Kita memang tidak bisa menutup kenyataan akan nyinyiran yang mengatakan jika semua guru mencari sumber penghasilan lain bisa jadi tidak akan ada lagi guru yang benar-benar berkualitas untuk mencetak generasi penerus bangsa yang cerdas lagi tangguh. Parahnya lagi jika penghasilan yang didapat lebih besar dari gajinya sebagai guru, mungkin tidak akan ada lagi orang yang bersedia menjadi guru. Suramlah masa depan negara kita kalau begitu!
Tapi, jika memang pada akhirnya harus seperti itu...
Saya tak bisa membayangkannya dan tak mau membayangkannya.
“Ngomong mah enak banget elu?!”
Pasti ada yang lagi nyinyir ke saya nih sekarang.

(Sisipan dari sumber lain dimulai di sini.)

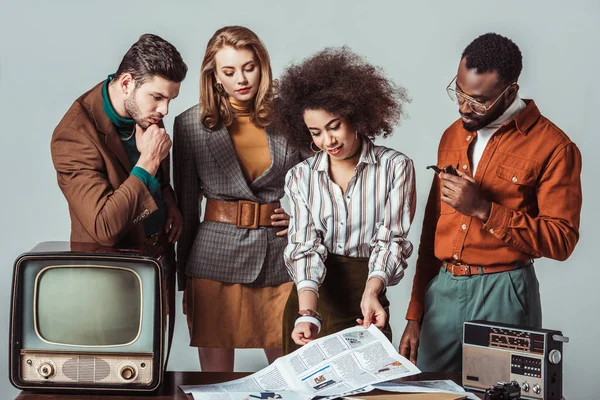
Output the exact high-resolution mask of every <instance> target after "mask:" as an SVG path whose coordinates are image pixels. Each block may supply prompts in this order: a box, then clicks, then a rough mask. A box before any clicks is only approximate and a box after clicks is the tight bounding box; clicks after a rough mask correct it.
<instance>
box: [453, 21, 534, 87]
mask: <svg viewBox="0 0 600 400" xmlns="http://www.w3.org/2000/svg"><path fill="white" fill-rule="evenodd" d="M465 57H467V68H468V69H473V68H475V69H477V73H480V74H482V73H485V72H496V73H497V74H498V78H500V80H501V81H503V82H505V83H513V82H516V81H517V79H519V75H521V70H522V69H523V56H522V55H521V50H519V47H518V46H517V45H516V44H515V43H514V42H513V41H512V40H510V39H508V38H506V37H504V36H501V35H498V34H497V33H491V32H490V33H486V34H484V35H481V36H479V37H478V38H477V39H475V40H473V41H472V42H471V44H469V45H468V46H467V47H466V48H465V50H464V51H463V54H462V57H461V59H462V58H465Z"/></svg>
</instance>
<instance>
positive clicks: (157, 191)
mask: <svg viewBox="0 0 600 400" xmlns="http://www.w3.org/2000/svg"><path fill="white" fill-rule="evenodd" d="M113 76H114V75H113V74H111V75H109V76H108V79H106V81H105V82H104V85H103V86H102V100H103V108H104V113H105V114H106V116H107V117H108V119H110V121H111V122H112V123H113V125H114V126H115V128H116V130H117V133H118V134H119V137H120V138H121V143H123V147H124V148H125V152H126V153H127V157H128V158H129V162H130V164H131V165H135V164H136V163H137V162H138V160H139V158H140V152H139V151H138V149H137V146H136V144H135V122H134V121H133V119H128V118H123V117H121V116H120V115H119V114H117V112H116V111H115V109H114V108H113V106H112V104H111V102H110V98H109V96H108V84H109V83H110V81H111V79H112V78H113ZM129 174H130V175H133V176H135V177H137V178H138V179H139V180H141V181H142V182H143V183H144V185H146V187H147V188H148V190H149V191H150V194H151V195H152V198H153V199H154V201H155V202H156V205H157V206H158V210H157V211H155V212H153V213H152V214H150V215H149V216H148V218H146V219H145V220H144V232H145V233H146V236H151V235H153V234H155V233H156V232H158V231H160V230H161V229H162V228H163V227H164V225H165V221H166V219H167V218H166V206H165V200H164V198H163V196H162V192H161V190H160V187H161V182H162V169H161V168H159V169H158V172H157V173H156V177H154V176H152V175H151V174H150V173H149V172H148V171H146V170H145V169H143V168H140V167H137V166H134V167H133V169H132V170H131V171H130V172H129Z"/></svg>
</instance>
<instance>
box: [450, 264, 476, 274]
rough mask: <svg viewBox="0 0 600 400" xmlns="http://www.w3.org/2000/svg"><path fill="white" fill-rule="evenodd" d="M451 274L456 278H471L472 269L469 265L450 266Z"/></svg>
mask: <svg viewBox="0 0 600 400" xmlns="http://www.w3.org/2000/svg"><path fill="white" fill-rule="evenodd" d="M450 273H451V274H452V275H454V276H471V275H472V274H471V267H470V266H469V265H461V264H450Z"/></svg>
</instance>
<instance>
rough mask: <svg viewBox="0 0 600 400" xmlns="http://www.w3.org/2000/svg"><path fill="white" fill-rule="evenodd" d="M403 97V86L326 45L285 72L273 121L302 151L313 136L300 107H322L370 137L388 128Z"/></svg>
mask: <svg viewBox="0 0 600 400" xmlns="http://www.w3.org/2000/svg"><path fill="white" fill-rule="evenodd" d="M408 101H410V100H409V98H408V96H407V95H406V90H405V89H404V88H402V87H399V86H396V85H394V84H393V82H391V81H390V80H388V79H387V78H386V77H385V76H384V74H383V71H382V70H381V69H380V68H377V67H374V66H372V65H370V64H369V63H367V62H366V61H365V60H364V58H362V57H360V56H359V55H357V54H355V53H353V52H352V51H351V50H350V49H349V48H348V47H346V46H344V47H339V48H326V49H324V50H322V51H320V52H318V53H316V54H314V55H313V56H311V57H309V58H307V59H305V60H304V61H303V62H302V63H300V64H297V65H291V66H289V67H288V68H287V69H286V70H285V71H284V73H283V75H282V77H281V79H280V80H279V90H278V96H277V98H276V101H275V112H274V119H273V124H274V126H275V128H276V129H277V130H278V131H279V132H281V133H283V134H284V135H285V136H286V137H287V138H288V140H289V141H290V143H291V144H292V145H294V146H296V147H297V148H299V149H301V150H304V151H306V150H307V149H308V146H309V145H310V143H311V142H312V136H311V134H310V131H309V130H308V128H307V127H306V124H305V123H304V118H303V116H304V111H305V110H325V111H327V112H329V113H331V114H334V115H336V116H339V117H341V118H343V119H344V120H346V122H347V123H348V124H349V125H350V126H351V127H352V128H353V129H354V130H355V131H356V132H357V133H358V134H359V135H361V136H363V137H367V138H369V139H371V140H373V139H374V138H375V137H376V136H380V135H382V136H383V137H387V136H389V135H390V134H391V133H392V129H393V127H394V125H395V124H397V123H398V122H399V121H400V118H401V117H402V116H403V114H404V113H403V111H404V109H403V105H404V103H406V102H408Z"/></svg>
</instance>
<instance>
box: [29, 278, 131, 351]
mask: <svg viewBox="0 0 600 400" xmlns="http://www.w3.org/2000/svg"><path fill="white" fill-rule="evenodd" d="M90 282H93V285H90ZM34 290H35V296H36V299H35V312H34V319H35V322H34V323H35V327H36V331H37V334H38V335H39V336H40V338H41V339H42V340H44V341H46V342H49V343H53V344H61V345H66V346H124V345H127V344H130V343H132V342H133V341H135V340H136V338H137V337H138V335H139V333H140V328H141V319H142V285H141V278H140V276H138V275H137V274H136V273H135V272H133V271H132V270H130V269H122V268H114V267H101V266H97V267H84V266H55V267H48V268H46V269H44V270H43V271H41V272H40V273H39V275H38V277H37V281H36V287H35V289H34Z"/></svg>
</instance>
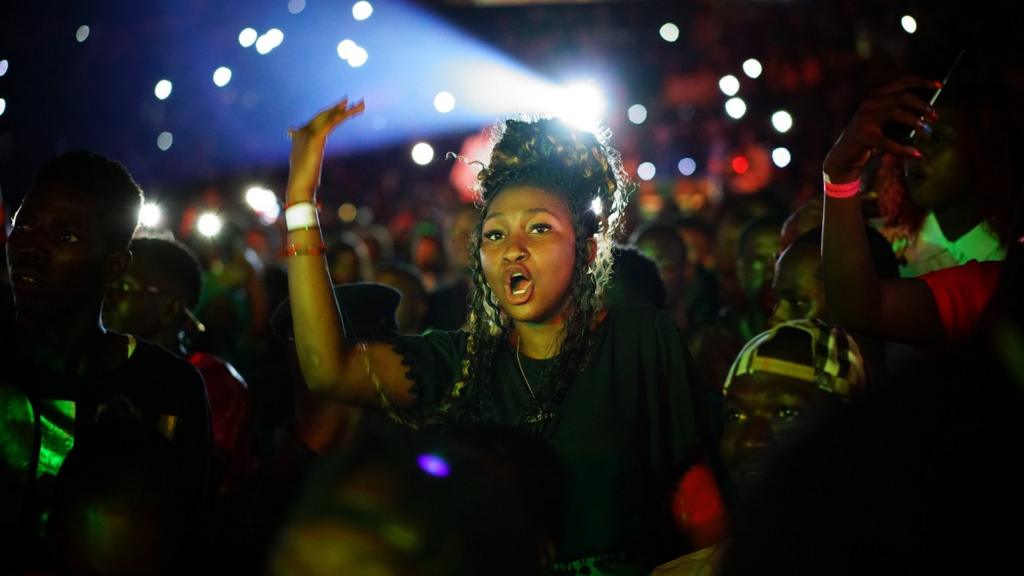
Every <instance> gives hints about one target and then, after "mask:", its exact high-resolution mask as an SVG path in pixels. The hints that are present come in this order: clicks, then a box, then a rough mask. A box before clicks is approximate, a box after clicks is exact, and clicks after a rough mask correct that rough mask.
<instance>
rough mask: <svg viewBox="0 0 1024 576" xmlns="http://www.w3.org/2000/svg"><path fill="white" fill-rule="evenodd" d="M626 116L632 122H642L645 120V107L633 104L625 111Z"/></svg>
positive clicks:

Intinya, menjalani profesi, apapun itu ya mbok dikerjakan dengan hati ikhlas, syukur-syukur memang berangkat dan dimulai dengan panggilan jiwa terhadap profesi itu. Duh, saya sudah seperti sedang menggurui sekarang, maafkan saya. Jangan kebanyakan mengeluh alih-alih memendamnya lama-lama.
Meromantisasi keluhan pada akhirnya akan menambah masalah baru. Lagi pula, jauh sebelum pilihan dijatuhkan, seharusnya seseorang sudah harus siap dengan konsekuensi yang akan menyertai ke depannya—di sinilah letak mengolah kematangan untuk siap mental: tangguh dan tahan banting.
Pilihannya cuma dua: siap dan bertahan selama apapun itu—dengan profesi yang dipilih tersebut—dengan menyiasatinya; atau tidak siap lalu tinggalkan dan beralih ke pekerjaan lain yang lebih menjanjikan. Lagi-lagi, sebenarnya ini soal perkara sejumlah nominal—dan martabat—yang diperjuangkan!
Inti dari intinya lagi, jangan mau jadi CPNS/PNS kalau bercita-cita mau jadi orang kaya meskipun dengan iming-iming banyak tunjangan termasuk jaminan hari tua. Sekadar untuk bertahan hidup boleh lah, itu juga tak selalu mulus, apalagi jika kalian sudah berumah tangga dan memiliki tanggungan anak yang tak cukup satu atau dua.
Jadi, realistis lah! Apapun profesinya.